North-South Initiative (NSI) is a "Youth-Adult Partnership (YAP)" set up in Malaysia to build collaboration between the northern and southern parts of the country in addressing human rights, social justice, and sustainable development issues. NSI was established in 2011 through a small grant from the British Embassy in Malaysia to run a small training for Patani people in northern Malaysia. In 2015, NSI began to operate autonomously as a full-fledged civil society organization, collaborating with an extended network of community partners - including grassroots migrant groups, farmers, refugees, youth groups. Malaysia receives little international development assistance, and the government provides virtually no funding for CSOs. As a result, NSI has needed to develop an innovative funding model. In addition to receiving small grants from international NGOs, NSI increasingly works through international business alliances to provide services to companies that seek auditing services on the treatment of migrant workers in global supply chains. It is also leveraging a relationship with a university to develop a migrant worker health research network without significant cost. Finally, it generates 20% of its revenue from rental of its office space as a training hall.
Theory of Change
Empowering marginalized and disenfranchised communities based on a rights-based framework can reduce conflict and bring about sustainable, positive change in society.

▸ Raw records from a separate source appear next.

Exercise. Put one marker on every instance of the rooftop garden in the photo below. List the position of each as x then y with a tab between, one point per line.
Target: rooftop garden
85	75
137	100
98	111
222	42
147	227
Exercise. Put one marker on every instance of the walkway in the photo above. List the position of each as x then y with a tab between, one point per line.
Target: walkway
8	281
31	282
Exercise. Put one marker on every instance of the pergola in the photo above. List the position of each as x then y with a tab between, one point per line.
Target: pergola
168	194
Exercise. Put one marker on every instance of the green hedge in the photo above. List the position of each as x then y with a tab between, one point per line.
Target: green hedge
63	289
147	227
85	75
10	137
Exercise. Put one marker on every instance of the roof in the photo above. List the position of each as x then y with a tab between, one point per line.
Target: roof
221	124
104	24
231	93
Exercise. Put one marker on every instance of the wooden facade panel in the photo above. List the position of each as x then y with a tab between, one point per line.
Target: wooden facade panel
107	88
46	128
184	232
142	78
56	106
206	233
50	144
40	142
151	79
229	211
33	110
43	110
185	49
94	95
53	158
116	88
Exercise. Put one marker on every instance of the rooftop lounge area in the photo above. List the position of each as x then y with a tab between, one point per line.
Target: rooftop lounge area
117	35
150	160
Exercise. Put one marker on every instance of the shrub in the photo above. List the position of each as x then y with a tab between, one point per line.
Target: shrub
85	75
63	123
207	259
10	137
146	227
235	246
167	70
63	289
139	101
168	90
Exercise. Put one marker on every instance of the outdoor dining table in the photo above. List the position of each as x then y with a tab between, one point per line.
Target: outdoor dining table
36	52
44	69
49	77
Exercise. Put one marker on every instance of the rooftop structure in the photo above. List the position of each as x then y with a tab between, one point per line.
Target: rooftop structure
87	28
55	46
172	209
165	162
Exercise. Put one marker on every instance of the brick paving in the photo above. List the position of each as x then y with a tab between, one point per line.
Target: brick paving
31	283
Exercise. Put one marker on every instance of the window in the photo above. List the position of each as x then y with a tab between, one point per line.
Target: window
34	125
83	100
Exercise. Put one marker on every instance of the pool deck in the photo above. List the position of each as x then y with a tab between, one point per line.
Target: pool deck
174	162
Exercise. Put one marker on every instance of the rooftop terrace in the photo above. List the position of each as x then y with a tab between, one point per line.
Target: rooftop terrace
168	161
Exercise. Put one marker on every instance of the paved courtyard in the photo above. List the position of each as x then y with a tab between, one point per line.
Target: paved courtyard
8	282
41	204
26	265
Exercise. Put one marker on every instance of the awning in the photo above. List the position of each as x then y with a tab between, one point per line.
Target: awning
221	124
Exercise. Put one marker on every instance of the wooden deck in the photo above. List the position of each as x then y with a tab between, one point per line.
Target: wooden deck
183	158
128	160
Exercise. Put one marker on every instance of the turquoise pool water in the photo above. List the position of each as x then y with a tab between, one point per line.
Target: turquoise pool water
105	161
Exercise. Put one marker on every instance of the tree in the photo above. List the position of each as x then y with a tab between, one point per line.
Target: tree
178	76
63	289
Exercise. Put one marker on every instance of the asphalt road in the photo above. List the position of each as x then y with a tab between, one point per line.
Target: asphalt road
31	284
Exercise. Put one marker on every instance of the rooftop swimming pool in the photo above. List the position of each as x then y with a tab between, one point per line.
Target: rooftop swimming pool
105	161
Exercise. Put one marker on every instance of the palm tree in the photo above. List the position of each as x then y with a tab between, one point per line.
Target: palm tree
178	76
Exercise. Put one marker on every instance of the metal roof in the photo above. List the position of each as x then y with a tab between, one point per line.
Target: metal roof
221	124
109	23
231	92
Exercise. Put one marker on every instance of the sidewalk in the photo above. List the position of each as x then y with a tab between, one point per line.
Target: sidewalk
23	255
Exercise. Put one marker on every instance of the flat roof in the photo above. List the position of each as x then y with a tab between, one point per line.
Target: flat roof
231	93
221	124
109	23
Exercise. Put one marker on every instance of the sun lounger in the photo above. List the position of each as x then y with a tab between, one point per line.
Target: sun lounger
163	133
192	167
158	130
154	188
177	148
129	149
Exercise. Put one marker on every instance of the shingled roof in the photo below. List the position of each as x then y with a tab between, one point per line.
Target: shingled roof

NSI activities are oriented around an overall goal of ensuring that marginalized communities have direct access to development planning and other aspects of policy-making through training and capacity-building activities, NSI undertakes work in four key activities areas: organizing farmers on the impact of globalization, developing capacity-building training on social justice for indigenous youth, organizing and protecting migrant workers, and training communities on conflict resolution and peace-building.
NSI has improved its financial sustainability through offering contractual services, leveraging a university partnership to lower costs and renting out its office space. In tandem, the organization is filling a gap left by trade unions, which do not typically assist migrant workers. As a result, trade unions have developed a positive view of NSI's work and are increasingly willing to collaborate.